COLLI STRANGOLATI. La storia, testimoniata dal fratello di Najjar, fa parte di una delle tante raccolte da Amnesty International, che ha pubblicato un rapporto intitolato “Colli strangolati” e che documenta i «crimini di guerra» compiuti da Hamas contro il popolo palestinese nell’estate del 2014, mentre era in corso la guerra con Israele.
«SENZA PIETÀ». Secondo il rapporto, almeno 23 palestinesi sono stati giustiziati senza processo, decine di altri arrestati e torturati senza motivo. «È scioccante che mentre le forze israeliane infliggevano morte e distruzione al popolo di Gaza, Hamas ne approfittava per regolare i propri conti senza pietà, uccidendo e compiendo altri gravi abusi. (…) Hanno le mani sporche di sangue», ha dichiarato Philip Luther, responsabile di Amnesty per il Medio Oriente e il Nord Africa.
SHARIA E CORTI RIVOLUZIONARIE. Il fratello di Ibrahim Dabour ha ricevuto questo sms il 22 agosto, alle 10.31 di notte: «La sentenza contro Ibrahim Dabour è stata portata a termine secondo la sharia, dopo il giudizio della Corte rivoluzionaria». Ibrahim, sposato con due figli, era stato arrestato pochi giorni prima con l’accusa di aver «comunicato con la parte ostile», cioè Israele. «Non abbiamo ricevuto nessuna notifica ufficiale, tranne il messaggio.

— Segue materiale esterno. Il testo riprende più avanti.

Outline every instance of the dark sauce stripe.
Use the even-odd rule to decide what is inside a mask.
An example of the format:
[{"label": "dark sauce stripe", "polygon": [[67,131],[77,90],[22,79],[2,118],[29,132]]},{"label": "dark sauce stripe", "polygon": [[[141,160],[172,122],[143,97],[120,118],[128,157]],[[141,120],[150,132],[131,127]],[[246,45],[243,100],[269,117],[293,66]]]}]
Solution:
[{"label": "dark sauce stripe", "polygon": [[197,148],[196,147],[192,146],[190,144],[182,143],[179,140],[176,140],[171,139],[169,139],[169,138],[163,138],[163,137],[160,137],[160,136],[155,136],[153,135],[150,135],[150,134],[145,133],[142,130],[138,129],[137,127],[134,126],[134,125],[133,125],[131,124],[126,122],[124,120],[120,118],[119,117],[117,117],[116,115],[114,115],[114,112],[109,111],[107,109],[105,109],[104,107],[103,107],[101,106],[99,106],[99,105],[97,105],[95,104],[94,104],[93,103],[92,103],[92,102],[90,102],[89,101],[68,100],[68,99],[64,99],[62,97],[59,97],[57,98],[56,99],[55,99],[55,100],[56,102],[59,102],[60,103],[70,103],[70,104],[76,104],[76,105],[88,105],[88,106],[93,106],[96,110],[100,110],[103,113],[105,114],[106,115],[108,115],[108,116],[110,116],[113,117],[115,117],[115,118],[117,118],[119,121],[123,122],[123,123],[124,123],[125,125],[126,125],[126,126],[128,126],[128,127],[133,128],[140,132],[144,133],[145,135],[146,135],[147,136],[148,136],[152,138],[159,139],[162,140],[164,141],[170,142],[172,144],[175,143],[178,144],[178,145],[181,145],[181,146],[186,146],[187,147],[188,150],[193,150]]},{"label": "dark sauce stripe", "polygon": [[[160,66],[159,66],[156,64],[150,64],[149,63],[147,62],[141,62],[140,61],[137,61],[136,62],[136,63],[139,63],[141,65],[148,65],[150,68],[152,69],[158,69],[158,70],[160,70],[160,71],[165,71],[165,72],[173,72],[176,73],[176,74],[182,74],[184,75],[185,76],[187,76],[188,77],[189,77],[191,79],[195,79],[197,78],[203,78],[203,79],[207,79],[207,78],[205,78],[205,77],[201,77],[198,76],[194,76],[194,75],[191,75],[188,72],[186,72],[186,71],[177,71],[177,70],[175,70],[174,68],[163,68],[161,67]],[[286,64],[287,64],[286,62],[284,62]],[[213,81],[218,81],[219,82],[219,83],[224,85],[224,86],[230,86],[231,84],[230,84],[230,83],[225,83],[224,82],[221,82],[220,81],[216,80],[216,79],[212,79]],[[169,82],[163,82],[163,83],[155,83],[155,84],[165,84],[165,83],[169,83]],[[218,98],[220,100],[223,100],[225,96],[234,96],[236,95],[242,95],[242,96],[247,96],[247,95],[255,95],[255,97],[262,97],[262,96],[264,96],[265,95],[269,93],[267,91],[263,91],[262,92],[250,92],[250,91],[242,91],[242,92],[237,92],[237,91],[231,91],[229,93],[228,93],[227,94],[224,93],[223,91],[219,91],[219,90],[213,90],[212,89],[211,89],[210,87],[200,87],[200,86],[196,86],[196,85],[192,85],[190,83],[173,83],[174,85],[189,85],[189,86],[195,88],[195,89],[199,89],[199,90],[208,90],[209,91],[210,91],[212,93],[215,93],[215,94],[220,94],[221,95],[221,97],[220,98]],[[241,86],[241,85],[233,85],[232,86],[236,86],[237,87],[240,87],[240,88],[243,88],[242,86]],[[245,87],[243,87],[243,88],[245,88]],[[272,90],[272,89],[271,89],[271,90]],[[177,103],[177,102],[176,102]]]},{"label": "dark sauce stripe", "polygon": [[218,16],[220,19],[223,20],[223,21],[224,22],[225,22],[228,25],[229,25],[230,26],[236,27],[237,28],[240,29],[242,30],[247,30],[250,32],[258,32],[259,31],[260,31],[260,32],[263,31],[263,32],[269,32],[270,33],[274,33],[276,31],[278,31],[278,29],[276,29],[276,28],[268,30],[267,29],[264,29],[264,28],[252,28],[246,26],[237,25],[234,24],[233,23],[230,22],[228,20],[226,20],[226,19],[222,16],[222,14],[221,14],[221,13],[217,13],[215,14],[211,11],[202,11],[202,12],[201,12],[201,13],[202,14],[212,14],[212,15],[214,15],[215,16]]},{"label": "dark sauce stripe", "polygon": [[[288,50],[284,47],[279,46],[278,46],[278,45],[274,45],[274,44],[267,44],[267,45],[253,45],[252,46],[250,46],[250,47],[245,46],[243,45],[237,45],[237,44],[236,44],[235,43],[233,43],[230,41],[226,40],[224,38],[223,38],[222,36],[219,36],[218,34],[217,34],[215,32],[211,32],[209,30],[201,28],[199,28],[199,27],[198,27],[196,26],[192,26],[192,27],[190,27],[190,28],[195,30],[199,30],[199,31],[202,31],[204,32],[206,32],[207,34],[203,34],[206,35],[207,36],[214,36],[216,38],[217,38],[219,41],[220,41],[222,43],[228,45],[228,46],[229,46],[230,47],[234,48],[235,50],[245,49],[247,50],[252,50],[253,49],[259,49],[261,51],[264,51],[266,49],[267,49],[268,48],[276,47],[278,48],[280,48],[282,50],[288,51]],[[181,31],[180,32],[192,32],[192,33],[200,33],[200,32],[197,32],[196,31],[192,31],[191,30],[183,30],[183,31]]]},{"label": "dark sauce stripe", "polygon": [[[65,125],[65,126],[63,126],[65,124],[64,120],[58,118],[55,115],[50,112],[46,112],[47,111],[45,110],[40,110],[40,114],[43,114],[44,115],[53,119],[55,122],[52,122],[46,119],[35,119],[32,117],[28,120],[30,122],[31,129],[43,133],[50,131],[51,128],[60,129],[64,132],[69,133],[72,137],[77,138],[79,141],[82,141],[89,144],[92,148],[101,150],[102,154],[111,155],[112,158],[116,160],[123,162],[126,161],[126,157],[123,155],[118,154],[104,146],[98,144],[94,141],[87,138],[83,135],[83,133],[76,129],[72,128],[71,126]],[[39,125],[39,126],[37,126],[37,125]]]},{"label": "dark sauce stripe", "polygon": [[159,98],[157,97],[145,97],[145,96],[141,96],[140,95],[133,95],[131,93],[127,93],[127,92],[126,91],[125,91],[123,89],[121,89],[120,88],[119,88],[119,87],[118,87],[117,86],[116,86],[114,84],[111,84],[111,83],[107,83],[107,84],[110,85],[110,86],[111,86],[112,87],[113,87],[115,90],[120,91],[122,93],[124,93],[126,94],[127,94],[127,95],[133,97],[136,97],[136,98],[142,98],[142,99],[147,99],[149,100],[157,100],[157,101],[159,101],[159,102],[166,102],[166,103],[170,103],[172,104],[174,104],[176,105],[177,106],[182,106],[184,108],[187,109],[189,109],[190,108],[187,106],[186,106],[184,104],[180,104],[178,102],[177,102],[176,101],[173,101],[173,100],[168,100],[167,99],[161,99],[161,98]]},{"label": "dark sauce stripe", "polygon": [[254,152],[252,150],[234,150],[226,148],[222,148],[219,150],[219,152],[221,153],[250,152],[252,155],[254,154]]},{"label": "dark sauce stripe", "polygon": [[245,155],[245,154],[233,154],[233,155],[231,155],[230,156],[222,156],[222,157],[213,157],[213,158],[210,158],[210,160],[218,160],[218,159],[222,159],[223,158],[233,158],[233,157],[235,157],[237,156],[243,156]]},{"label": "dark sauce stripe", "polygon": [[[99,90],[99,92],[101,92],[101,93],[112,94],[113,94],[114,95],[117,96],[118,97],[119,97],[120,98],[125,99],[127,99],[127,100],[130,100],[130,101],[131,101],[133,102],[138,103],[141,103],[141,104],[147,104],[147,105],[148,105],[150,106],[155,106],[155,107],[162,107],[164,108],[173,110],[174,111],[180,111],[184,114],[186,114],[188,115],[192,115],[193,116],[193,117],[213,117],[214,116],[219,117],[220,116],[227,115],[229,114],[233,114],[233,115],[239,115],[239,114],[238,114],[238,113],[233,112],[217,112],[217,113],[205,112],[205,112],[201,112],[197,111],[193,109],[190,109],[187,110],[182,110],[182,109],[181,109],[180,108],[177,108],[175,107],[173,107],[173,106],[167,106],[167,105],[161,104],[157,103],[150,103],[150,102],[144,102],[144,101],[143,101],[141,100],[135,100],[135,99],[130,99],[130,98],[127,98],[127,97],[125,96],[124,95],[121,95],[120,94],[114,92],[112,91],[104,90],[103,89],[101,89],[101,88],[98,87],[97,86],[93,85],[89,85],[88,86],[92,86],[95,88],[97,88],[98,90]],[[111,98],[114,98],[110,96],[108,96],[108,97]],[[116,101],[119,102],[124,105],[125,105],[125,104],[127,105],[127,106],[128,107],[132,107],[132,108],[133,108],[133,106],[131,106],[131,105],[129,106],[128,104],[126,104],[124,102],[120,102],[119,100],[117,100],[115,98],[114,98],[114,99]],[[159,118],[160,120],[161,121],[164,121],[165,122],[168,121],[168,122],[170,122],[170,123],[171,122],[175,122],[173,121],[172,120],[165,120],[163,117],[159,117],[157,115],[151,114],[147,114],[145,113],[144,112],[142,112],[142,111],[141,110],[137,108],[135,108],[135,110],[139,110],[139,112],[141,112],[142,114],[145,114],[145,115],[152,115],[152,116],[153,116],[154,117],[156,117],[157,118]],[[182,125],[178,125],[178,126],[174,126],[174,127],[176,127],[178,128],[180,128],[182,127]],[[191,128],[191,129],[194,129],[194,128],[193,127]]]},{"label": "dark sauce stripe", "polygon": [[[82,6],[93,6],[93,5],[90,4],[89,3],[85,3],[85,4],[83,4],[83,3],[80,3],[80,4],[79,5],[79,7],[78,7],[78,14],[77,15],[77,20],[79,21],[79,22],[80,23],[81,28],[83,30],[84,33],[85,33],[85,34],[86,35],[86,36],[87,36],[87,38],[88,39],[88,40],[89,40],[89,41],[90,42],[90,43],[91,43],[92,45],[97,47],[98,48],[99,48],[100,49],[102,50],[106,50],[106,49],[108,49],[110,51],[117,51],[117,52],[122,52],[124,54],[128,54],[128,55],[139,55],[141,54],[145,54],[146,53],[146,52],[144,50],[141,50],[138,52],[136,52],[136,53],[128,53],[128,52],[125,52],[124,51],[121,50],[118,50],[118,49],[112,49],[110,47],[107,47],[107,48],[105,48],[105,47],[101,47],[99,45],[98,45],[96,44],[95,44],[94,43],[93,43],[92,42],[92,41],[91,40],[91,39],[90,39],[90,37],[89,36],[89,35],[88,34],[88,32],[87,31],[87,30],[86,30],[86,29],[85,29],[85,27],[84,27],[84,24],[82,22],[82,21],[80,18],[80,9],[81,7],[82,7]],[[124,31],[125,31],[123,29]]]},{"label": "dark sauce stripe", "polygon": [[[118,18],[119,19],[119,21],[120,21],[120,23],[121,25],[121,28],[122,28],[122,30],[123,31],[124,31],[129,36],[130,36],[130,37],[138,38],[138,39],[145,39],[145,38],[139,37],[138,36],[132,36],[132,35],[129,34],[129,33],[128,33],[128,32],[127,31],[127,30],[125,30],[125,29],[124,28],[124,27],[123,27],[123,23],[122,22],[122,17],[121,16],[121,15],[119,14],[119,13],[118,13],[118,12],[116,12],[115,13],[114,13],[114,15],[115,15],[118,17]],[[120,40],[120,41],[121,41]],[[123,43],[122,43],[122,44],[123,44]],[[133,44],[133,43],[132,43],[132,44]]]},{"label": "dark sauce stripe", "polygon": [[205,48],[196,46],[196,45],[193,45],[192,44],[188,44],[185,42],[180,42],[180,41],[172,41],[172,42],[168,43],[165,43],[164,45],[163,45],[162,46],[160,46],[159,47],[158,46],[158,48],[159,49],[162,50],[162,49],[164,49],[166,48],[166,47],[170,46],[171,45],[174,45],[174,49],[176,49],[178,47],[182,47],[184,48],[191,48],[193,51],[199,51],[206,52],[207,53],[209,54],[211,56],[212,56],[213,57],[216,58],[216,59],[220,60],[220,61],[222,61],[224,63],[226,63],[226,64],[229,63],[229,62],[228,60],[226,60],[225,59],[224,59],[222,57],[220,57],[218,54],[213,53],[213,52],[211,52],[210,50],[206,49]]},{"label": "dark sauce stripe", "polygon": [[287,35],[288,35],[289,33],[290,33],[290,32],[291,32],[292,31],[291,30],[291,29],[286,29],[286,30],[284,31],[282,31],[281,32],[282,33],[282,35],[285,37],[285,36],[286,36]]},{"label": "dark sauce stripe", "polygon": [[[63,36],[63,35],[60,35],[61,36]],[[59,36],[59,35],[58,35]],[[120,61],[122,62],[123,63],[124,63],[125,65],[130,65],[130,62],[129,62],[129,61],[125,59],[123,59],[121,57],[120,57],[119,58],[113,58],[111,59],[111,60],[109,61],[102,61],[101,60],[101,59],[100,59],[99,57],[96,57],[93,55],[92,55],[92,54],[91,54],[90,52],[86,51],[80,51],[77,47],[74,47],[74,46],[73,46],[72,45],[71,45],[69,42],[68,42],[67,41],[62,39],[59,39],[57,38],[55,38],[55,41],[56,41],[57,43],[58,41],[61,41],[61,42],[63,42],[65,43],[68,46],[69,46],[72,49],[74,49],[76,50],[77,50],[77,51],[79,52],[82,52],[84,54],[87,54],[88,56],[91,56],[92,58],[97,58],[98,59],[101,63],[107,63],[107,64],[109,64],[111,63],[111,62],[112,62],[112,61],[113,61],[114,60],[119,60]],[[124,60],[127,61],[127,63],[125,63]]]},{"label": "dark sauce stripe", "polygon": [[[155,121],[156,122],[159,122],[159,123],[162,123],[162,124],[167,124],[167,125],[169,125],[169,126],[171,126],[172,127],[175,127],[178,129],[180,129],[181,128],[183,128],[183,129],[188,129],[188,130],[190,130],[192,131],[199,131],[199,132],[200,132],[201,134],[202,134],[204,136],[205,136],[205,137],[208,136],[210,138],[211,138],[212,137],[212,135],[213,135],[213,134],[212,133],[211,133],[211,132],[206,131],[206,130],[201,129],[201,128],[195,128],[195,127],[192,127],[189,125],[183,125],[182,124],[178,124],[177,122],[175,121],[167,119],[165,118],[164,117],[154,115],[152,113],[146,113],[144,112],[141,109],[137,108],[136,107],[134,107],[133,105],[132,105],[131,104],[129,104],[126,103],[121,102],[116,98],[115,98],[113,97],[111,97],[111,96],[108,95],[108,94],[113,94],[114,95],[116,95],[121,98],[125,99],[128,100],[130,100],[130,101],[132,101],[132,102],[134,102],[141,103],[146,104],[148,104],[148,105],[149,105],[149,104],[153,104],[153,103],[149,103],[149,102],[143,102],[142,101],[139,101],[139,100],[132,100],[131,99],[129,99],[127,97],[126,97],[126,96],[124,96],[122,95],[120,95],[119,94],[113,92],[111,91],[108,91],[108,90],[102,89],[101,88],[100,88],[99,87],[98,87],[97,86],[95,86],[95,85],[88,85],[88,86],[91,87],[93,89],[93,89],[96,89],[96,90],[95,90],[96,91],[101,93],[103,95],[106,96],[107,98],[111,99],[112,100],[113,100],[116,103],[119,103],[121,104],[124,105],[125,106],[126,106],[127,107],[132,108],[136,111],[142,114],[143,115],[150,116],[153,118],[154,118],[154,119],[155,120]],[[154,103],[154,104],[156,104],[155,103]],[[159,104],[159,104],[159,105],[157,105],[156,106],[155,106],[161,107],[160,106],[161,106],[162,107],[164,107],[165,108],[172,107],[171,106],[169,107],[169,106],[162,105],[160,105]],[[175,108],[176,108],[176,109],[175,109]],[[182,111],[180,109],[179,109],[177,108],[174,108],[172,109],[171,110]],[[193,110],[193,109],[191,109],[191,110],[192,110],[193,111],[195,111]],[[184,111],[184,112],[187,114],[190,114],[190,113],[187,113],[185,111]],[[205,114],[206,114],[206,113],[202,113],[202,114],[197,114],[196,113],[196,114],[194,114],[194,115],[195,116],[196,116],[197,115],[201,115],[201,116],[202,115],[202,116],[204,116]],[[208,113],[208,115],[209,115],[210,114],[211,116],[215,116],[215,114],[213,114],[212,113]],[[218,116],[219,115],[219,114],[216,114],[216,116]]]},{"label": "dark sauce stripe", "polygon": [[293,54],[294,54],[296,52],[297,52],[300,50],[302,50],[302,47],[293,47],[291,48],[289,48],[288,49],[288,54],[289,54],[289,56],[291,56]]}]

Anche se l’avessero condannato a morte, avrebbe potuto ricorrere in appello o tentare altre strade. Ciò che hanno fatto non ha niente a che vedere con la giustizia, è criminale. Queste sono solo azioni criminali».
ESECUZIONI DAVANTI AI BAMBINI. Sempre il 22 agosto, davanti a centinaia di spettatori, tra cui molti bambini, sei persone sono state giustiziate pubblicamente fuori dalla moschea di Al-Omari. Le vittime erano sospettate di «collaborazionismo» ed erano state condannate a morte da «corti rivoluzionarie». I sei uomini sono stati fatti inginocchiare davanti alla folla, con la testa chinata sul pavimento: a tutti sono toccati un colpo di pistola alla nuca e una raffica di Kalashnikov.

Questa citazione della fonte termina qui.